Feuerwärts

Vulcas stechende Augen schienen in Cutus Gesichtsfeld gebrannt. Eiskalte Augen starrten Cutu an, als Cutu über dem dunklen tosenden Wasser baumelte und sich seine Finger krampfhaft um die Reling krallten. Augen, die darauf lauerten, dass Cutus Kräfte nachließen. Augen in denen Cutu vergeblich nach Mitleid suchte. Doch dann griff Vulca überraschend nach seinen Unterarmen und Cutu spürt, wie er sein Gewicht übernahm und lockerte seinen eigenen Griff.

Aber dann, als Cutu glaubte, dass er ihn wieder zurück an Bord zöge, blitzte es kurz in Vulcas Augen auf, gefolgt von einem gehässig Lachen. Mit einem kurzen Schwung ließ er ihn fallen, so dass er keine Chance mehr hatte nach der Reling zu greifen. Im Fallen versuchte er vergeblich Vulcas Hände zu krallen.

Für Cutu schien es, als zürnte Artumes wegen Vulcas Missetat. Die Blitze aus Vulcas Augen spiegelten sich nun im schlagartig verfinsterten Himmel. Scheinbar aus dem Nichts kommend hatte sich eine Wolke vor den Mond geschoben. Nein, es war keine Wolke, dachte Cutu. Artumes, die Göttin des Mondes, hatte mit ihrem pechschwarzen Gewand ihr Gestirn verhüllt.

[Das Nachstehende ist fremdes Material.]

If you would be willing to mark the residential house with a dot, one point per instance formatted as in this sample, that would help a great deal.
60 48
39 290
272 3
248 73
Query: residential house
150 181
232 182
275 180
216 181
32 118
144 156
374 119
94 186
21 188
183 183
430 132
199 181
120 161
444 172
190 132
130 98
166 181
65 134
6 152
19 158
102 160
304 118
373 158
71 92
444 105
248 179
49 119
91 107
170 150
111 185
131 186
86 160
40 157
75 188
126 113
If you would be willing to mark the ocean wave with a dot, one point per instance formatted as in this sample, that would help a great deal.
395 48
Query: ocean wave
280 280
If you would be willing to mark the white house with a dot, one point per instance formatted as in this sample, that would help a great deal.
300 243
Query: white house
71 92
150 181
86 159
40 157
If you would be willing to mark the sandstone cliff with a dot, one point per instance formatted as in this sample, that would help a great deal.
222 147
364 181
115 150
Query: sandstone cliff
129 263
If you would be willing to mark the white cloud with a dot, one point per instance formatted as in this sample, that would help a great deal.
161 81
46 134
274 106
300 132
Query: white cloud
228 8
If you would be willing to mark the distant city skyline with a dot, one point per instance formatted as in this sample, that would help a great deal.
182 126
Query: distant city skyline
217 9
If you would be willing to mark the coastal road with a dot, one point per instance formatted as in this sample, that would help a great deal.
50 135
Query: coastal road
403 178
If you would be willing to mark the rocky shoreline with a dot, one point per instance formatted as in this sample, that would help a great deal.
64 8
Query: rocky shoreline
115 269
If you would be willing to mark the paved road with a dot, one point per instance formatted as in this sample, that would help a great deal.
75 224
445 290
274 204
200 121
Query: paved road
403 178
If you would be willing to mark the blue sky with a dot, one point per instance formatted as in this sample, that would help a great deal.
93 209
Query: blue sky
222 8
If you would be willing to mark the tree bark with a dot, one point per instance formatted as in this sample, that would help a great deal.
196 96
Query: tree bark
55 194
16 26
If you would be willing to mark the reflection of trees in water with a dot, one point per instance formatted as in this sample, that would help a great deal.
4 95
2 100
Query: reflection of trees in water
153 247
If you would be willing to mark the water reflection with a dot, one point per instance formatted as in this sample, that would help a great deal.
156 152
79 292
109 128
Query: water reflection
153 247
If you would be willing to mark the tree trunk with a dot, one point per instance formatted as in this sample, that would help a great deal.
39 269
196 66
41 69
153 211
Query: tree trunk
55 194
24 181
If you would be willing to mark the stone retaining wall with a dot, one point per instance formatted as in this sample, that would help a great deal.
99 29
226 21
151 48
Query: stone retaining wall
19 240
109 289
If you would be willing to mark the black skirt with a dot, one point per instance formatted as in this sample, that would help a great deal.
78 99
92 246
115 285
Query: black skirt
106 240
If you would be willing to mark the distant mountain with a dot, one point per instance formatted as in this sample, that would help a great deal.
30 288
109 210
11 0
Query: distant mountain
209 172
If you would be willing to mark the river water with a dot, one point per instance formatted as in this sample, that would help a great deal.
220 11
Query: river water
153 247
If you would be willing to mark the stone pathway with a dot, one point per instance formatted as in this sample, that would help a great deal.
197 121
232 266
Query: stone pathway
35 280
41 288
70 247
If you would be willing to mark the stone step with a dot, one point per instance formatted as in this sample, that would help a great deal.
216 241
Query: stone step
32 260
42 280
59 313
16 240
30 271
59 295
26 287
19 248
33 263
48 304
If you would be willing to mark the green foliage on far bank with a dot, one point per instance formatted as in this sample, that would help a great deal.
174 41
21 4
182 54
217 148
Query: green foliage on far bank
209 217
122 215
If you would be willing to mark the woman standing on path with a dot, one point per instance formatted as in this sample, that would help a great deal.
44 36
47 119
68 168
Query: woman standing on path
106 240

-- ,,Warum hast du die Dinge nicht so belassen, wie sie waren!'', hörte er immer wieder Vulcas Stimme, ,,Manchmal ist es besser nicht alles zu wissen!''

So dunkel und düster war es, dass er das nur wenige Meter entfernte Schiff kaum mehr wahrnehmen konnte, nur vage Konturen. Die anderen Schiffe waren zu weit weg, als dass man sie überhaupt hätte sehen können. Keine Laute mehr, die ein Schiff in der Nähe machen müsste. Kein Ächzendes, knarrendes Holz im Wind, und keinerlei Stimmen, keine aufgeregten Schreie, wie es in der Situation zu erwarten gewesen wäre. Auch wenn nur sein Kopf aus dem Wasser ragte, spürte er plötzlich einen eisigen Wind, der tödliche Atem von Artumes über dem Meer.

Augenblicke später waren auch die Umrisse des Schiffes im dichten Nebel verschwunden und als sich der Nebel mit einem Schlag wie in einem tiefen Atemzug der Göttin lichtete, war auch das Schiff verschwunden. So als habe die Göttin es eingesogen. In wenigen Augenblicken entwickelte sich aus dem Wind ein Sturm mit haushohen Wellen. Cutu fürchtete sich plötzlich nicht mehr, denn nun war er sich sicher, dass Artumes selbst ihn retten würde. Es war als würde sie ihn auf ihren Händen über das Wasser tragen.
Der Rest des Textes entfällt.